Let us consider a target population partitioned into m small areas. In our application, estimates of confidence in policing will be produced for London wards, thus, m equals 610. In the traditional EBLUP derived from the FH model (Fay and Herriot 1979), we assume that a linking model linearly relates the quantity of inferential interest (i.e. proportion of citizens who think that police do a good job), which is usually an area mean or total δi, to p area level auxiliary variables xi = (xi1, …, xip)′ with a random effect vi:
$$ {\delta}_i={\boldsymbol{x}}_i^{\prime}\boldsymbol{\beta} +{v}_i,\kern0.5em i=1,\dots, m, $$
(1)
where β is the p × 1 vector of regression parameters and \( {v}_i\sim iid\left(0,{\sigma}_u^2\right) \). In our case, δi represents the confidence in police work and xi denotes the covariates known to be associated to confidence in policing (e.g. unemployment, concentration of minorities, poverty). The model assumes that a design-unbiased direct estimate denoted yi for δi, which is obtained from the observed sample, is available for each area i = 1, …, m:
$$ {y}_i={\delta}_i+{e}_i,\kern0.5em i=1,\dots, m, $$
(2)
where ei ∼ N(0, ψi) denotes the sampling errors, independent of vi, and ψi refers to the sampling variance of the direct estimates (Rao and Molina 2015).

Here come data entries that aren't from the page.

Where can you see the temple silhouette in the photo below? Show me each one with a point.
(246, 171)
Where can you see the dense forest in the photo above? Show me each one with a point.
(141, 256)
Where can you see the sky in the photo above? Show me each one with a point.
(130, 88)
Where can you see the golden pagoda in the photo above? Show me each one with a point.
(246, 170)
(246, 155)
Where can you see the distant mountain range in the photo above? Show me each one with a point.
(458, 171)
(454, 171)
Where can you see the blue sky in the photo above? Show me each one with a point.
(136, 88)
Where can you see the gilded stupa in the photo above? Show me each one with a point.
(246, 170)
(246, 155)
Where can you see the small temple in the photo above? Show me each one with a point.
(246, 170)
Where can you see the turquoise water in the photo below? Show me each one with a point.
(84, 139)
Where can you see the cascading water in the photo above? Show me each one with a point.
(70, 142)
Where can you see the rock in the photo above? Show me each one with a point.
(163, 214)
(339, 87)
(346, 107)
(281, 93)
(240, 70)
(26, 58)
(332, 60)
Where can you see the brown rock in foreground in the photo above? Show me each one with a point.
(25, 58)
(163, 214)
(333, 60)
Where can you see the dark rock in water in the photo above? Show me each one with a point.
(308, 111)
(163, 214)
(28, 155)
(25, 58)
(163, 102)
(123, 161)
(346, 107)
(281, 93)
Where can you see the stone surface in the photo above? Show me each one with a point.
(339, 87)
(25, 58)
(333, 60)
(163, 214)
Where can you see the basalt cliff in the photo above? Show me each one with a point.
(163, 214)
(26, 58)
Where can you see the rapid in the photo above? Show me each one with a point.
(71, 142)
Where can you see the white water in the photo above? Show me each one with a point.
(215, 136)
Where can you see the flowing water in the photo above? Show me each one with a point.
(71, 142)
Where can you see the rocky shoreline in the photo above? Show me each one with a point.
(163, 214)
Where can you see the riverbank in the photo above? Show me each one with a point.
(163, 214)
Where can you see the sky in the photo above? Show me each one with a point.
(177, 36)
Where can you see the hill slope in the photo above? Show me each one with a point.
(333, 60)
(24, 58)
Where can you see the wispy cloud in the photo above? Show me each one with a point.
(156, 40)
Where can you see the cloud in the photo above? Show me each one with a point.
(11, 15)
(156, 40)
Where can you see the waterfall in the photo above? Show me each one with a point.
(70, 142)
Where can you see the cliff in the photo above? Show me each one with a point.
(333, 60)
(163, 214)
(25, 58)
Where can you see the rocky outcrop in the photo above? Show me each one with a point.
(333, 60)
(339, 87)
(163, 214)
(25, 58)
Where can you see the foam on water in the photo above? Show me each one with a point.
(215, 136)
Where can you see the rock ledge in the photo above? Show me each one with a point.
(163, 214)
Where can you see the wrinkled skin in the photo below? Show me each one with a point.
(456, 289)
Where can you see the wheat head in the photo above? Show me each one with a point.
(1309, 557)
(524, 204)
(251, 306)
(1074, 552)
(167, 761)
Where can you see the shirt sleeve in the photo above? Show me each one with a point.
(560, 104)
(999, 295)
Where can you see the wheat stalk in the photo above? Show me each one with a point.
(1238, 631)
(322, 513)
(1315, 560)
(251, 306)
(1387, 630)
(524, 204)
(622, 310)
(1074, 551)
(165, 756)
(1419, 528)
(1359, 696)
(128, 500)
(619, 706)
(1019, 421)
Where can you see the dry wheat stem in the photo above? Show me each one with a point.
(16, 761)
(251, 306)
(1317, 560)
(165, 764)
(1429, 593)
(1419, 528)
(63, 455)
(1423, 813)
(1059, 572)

The SEBLUP borrows strength from neighboring areas by adding spatially correlated random area effects (Petrucci and Salvati 2006; Salvati 2004). If we combine (1) with (2) we can write the following model:
$$ \boldsymbol{y}=\boldsymbol{X}\boldsymbol{\beta } +\boldsymbol{v}+\boldsymbol{e}, $$
(3)
where y = (y1, …, ym)′ is the vector of direct estimates of confidence in policing for m areas, X = (x1, …, xm)′ denotes the covariates associated to the outcome measure for m areas, v = (v1, …, vm)′ is a vector of area effects and e = (e1, …, em)′ is a vector of sampling errors independent of v. We assume v to follow a SAR process with unknown autoregression parameter ρ ϵ (−1, 1) and a contiguity matrix W (Cressie 1993):
$$ \boldsymbol{v}=\rho \boldsymbol{Wv}+\boldsymbol{u}, $$
(4)
where ρ represents the spatial autocorrelation coefficient of our outcome measure (i.e. confidence in policing) and W is a standardised matrix that relates each area with all neighboring areas.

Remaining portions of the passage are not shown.